Юры сыграл роковую роль в жизни Александры Юльяновны. В этой тюрьме она оказалась в одной камере с Ольгой Давыдовной. Здесь не место рассказывать, в каком трагическом положении она ее застала. Лев Борисович и их старший сын, летчик Александр

Львович (Лютик), были расстреляны. А после долгих запросов о судьбе Юры она получила извещение о смерти юноши, как было сказано, от тифа. В это время немцы подходили уже к Орлу, и

Ольга Давыдовна в числе других политических заключенных была расстреляна. Ее увели на расстрел при Дине. Но незадолго до казни она успела ответить на Динин вопрос, что же именно сказал

Юра Александре Юльяновне.

По поручению Ольги Давыдовны Юра предупредил Александру

Юльяновну, что о ней много расспрашивали. Особенно интересовались, кто сообщил Каменевой о самоубийстве Аллилуевой.

(Невестка О. Д, Каменевой, то есть жена Лютика, указала, что это была А. Ю. Канель, приехавшая к ним домой в день смерти

Аллилуевой. Александра Юльяновна уже знала об этом от

Жемчужиной, которая вовсе не думала, что это станет государственной тайной.)

Страх и волнение Александры Юльяновны, получившей такие известия, вполне понятны. Впоследствии Дина только благодарила судьбу, что мать умерла дома, в своей постели, не пережив кромешного ужаса последующих репрессий. Когда Дину и Лялю арестовали в 1939 году, от них добивались признания, что мать была шпионкой трех государств, ведь она, как врач Кремлевской больницы, сопровождала ездивших за границу для лечения О. Д.

Каменеву в Берлин, Ек. Ив. Калинину в Париж, а П. О. Жемчужину – на разные курорты.

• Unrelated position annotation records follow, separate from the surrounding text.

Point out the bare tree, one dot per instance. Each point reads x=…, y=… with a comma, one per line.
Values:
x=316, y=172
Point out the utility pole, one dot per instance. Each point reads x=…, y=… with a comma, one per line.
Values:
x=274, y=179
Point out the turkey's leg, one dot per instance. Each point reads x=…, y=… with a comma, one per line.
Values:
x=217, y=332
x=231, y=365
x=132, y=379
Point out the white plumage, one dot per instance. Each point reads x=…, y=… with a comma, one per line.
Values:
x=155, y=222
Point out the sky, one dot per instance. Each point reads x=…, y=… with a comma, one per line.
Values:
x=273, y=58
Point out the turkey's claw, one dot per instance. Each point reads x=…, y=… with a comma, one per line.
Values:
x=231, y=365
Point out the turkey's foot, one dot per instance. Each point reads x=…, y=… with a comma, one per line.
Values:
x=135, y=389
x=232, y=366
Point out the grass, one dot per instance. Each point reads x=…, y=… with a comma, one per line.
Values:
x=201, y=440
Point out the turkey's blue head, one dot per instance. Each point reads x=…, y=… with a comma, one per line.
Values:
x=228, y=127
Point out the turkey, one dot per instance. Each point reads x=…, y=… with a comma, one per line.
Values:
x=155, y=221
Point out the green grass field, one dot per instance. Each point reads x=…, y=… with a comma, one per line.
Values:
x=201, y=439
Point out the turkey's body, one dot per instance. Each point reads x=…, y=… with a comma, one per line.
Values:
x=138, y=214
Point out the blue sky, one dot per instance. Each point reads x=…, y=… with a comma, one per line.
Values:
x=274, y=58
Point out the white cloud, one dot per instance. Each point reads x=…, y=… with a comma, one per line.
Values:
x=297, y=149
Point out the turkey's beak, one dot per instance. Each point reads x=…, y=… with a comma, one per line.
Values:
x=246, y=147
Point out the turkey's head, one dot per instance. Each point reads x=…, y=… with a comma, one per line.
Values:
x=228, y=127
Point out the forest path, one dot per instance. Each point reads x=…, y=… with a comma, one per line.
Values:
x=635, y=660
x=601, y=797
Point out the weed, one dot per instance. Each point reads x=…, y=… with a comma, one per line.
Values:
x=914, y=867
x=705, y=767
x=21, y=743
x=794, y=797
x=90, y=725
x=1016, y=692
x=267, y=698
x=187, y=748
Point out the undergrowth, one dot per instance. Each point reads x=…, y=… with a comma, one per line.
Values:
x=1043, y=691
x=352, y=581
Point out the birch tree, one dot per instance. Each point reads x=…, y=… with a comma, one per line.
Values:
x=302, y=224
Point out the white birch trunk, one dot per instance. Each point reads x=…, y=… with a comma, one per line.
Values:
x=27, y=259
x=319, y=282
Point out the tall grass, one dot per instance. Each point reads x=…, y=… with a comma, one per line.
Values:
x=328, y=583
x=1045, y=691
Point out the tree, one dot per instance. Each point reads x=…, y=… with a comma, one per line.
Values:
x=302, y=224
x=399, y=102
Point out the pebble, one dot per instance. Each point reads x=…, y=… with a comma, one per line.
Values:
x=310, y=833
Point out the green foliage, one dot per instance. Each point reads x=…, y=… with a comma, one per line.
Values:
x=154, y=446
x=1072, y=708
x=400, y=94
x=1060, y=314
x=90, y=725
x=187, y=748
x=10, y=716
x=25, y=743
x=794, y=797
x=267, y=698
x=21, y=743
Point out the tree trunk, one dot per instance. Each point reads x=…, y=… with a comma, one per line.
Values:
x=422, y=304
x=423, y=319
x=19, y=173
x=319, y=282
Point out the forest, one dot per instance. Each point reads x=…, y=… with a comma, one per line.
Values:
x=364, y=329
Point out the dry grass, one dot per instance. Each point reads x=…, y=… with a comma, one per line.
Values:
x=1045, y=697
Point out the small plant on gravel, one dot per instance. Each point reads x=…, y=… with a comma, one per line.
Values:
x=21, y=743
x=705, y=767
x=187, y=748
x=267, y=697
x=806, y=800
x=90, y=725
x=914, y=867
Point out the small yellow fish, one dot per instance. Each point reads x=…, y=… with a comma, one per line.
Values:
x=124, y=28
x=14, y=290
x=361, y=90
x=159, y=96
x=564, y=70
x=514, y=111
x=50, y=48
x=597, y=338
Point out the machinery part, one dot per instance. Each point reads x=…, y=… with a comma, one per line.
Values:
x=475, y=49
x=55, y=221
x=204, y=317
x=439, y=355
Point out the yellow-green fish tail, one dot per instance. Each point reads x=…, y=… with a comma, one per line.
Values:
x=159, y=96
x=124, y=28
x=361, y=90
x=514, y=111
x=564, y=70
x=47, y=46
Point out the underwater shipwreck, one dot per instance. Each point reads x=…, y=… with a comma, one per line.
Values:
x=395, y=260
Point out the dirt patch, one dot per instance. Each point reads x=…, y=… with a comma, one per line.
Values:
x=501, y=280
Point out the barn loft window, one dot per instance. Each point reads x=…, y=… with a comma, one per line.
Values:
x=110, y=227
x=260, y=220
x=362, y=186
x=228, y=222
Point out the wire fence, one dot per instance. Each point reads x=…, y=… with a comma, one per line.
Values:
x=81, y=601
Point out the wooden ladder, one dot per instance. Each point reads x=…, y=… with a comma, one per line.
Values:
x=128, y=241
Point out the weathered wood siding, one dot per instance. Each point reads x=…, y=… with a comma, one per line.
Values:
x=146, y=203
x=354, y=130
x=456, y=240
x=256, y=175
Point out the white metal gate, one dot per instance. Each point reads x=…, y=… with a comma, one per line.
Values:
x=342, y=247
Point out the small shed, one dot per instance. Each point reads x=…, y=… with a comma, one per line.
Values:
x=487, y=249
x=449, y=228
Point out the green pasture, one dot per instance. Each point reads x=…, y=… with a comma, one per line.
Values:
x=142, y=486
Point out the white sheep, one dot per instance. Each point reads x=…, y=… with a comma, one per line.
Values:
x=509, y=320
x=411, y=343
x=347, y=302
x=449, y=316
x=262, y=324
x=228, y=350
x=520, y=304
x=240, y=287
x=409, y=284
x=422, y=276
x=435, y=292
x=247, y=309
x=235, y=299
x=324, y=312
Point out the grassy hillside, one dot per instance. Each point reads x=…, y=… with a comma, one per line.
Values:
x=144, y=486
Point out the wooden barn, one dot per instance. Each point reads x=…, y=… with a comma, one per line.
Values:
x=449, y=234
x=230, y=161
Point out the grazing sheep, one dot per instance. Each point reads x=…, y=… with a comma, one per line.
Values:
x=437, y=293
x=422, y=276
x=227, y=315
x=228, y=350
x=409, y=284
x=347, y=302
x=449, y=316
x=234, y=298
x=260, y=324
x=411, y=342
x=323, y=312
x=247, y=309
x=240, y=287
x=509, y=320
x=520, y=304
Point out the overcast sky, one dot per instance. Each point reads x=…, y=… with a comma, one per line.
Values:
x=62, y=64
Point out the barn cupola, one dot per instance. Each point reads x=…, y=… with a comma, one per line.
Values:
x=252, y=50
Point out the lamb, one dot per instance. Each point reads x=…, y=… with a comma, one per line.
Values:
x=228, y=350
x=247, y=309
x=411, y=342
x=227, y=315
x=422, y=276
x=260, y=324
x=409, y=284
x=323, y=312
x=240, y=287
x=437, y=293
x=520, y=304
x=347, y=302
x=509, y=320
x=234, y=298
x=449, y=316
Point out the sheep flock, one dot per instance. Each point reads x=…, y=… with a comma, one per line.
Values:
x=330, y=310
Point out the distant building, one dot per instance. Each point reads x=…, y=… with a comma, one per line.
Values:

Мы с сестрой старались облегчить горе отца, не догадываясь о всей остроте его переживаний. Между тем в той среде, к которой мы не имели отношения, многие искренне сострадали моему отцу, казавшемуся постаревшим на десять лет. Среди сочувствующих был

Владимир Дмитриевич Бонч-Бруевич. Желая выказать внимание моему отцу, он принял меня на работу в недавно организованный им

Литературный музей. До этих пор мне было это недоступно: как уже не раз говорилось на страницах этой книги, я не попала в надлежащую колею после окончания университета, а теперь, через десять лет, дело казалось уже безнадежным. Но вот большое потрясение нарушило стереотипный порядок. На волне несчастья моего отца я получила работу, значительно изменившую мою жизнь.